Start by calculating how much traffic you need to generate the required number of leads. Unless you have better metrics to go by, it’s safe to assume that approximately 2-3% of your visitors will convert into leads if the proper conversion paths are in place.
If you need 300 leads to demonstrate ROI, shoot for 10,000 visits on your website.
- CTA clicks
CTAs, or calls-to-action, are buttons on your website that prompt the user to action, converting them into leads.
Measuring your CTA percentages are very important for measuring the effectiveness of different offers on your website. Through testing and experimentation, you should strive to achieve a 4-5% click-through-rate, and increase it as you go.
There are a few different tools you can use to measure CTA performance. If you aren’t using a marketing automation platform, Lead Pages is a low-cost option that’s useful for creating CTAs, plugging them into your website, and monitoring real-time conversion data.
- Conversions
Conversions are defined by the number of times the user has taken an action that moves them deeper into your sales funnel.
Many people mistakenly point to the number of conversions as proof their campaign was successful, yet their clients and employers are unimpressed. They want customers, not leads. Conversions are important for understanding the health of a campaign, but they are not an end goal. Leads need to be nurtured before they become customers.
This is why it’s a bad idea to use a CTA like “Contact Us” on a blog post. Most visitors are looking for information. They aren’t interested in talking to a salesperson.
A good marketing campaign not only acknowledges the needs of your buyer personas, but also the stage of the buyers journey they are in. This same principle applies as you try to nurture leads throughout your campaign. By sending them highly relevant, contextual messages that help them get to the next stage of their problem-solving, you can bring them back to your site to explore new ways of meeting their challenges and goals.
You are developing a relationship with these people, and gaining insights to send them personalized messages that show you understand what they are trying to accomplish and can provide excellent resources to help them get there.
- Customers
Customers are the only true metric that matters at the conclusion of a marketing campaign.
Not every customer is the same, of course. Some of them will spend less than the average, while others will invest in a bigger solution.
This is why it’s important to calculate the average customer spend during the goal setting process and dividing that number into your overall revenue target. This will give you a safe number of customers to shoot for.
It’s also a good idea to consider your average customer lifetime value as you calculate ROI at the end of your campaign. For instance, a customer that spends $50,000 a year will help you this year, and future ones as well.

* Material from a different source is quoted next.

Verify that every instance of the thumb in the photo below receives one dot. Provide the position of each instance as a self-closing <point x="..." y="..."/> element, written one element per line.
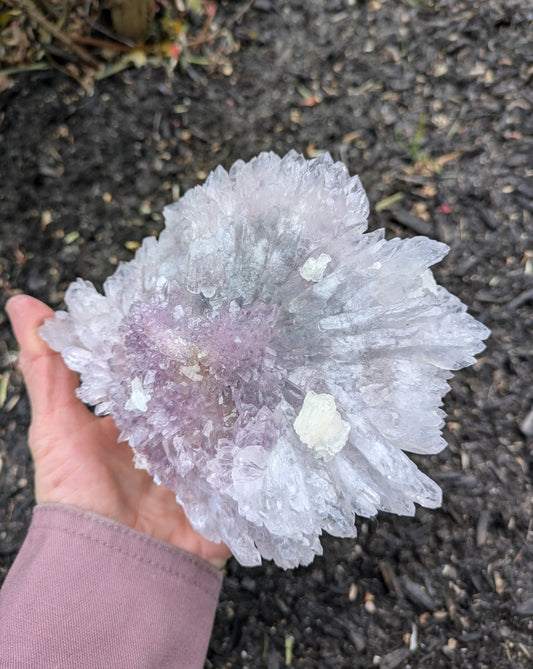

If an average customer stays with your company three years, they are worth $150,000. This is an important consideration as you discuss ROI.

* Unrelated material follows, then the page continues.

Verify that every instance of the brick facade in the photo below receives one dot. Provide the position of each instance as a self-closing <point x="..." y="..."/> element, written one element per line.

You Need a Marketing Automation Platform
Measuring ROI is tough without an all-in-one marketing automation platform, like HubSpot.
These tools allow you to monitor your campaign metrics from one dashboard, giving you fast, easy insights into which channels are driving traffic, leads, and customers.

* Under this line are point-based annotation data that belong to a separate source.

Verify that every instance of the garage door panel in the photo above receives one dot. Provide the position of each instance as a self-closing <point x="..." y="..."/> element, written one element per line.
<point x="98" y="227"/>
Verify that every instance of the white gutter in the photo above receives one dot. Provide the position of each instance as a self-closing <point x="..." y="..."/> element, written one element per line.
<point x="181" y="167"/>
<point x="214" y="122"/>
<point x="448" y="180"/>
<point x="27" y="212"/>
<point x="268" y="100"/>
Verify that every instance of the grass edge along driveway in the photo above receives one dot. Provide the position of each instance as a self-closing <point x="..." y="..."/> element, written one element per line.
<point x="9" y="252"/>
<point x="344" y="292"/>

Marketing automation is not cheap, but if your company or clients are serious about getting ROI from their marketing, they should make at least a minimal investment in a platform that suits them and scale up as they go.
If you don’t have marketing automation, you will likely have to use several different tools to measure performance.
In most cases, these disparate tools don’t talk to each other and you’re going to spend a lot of effort trying to make a coherent picture out of that data. You also run the risk of discrepancies in the data itself. This is the most important reason why B2B brands should invest in a marketing platform that makes sense for their companies.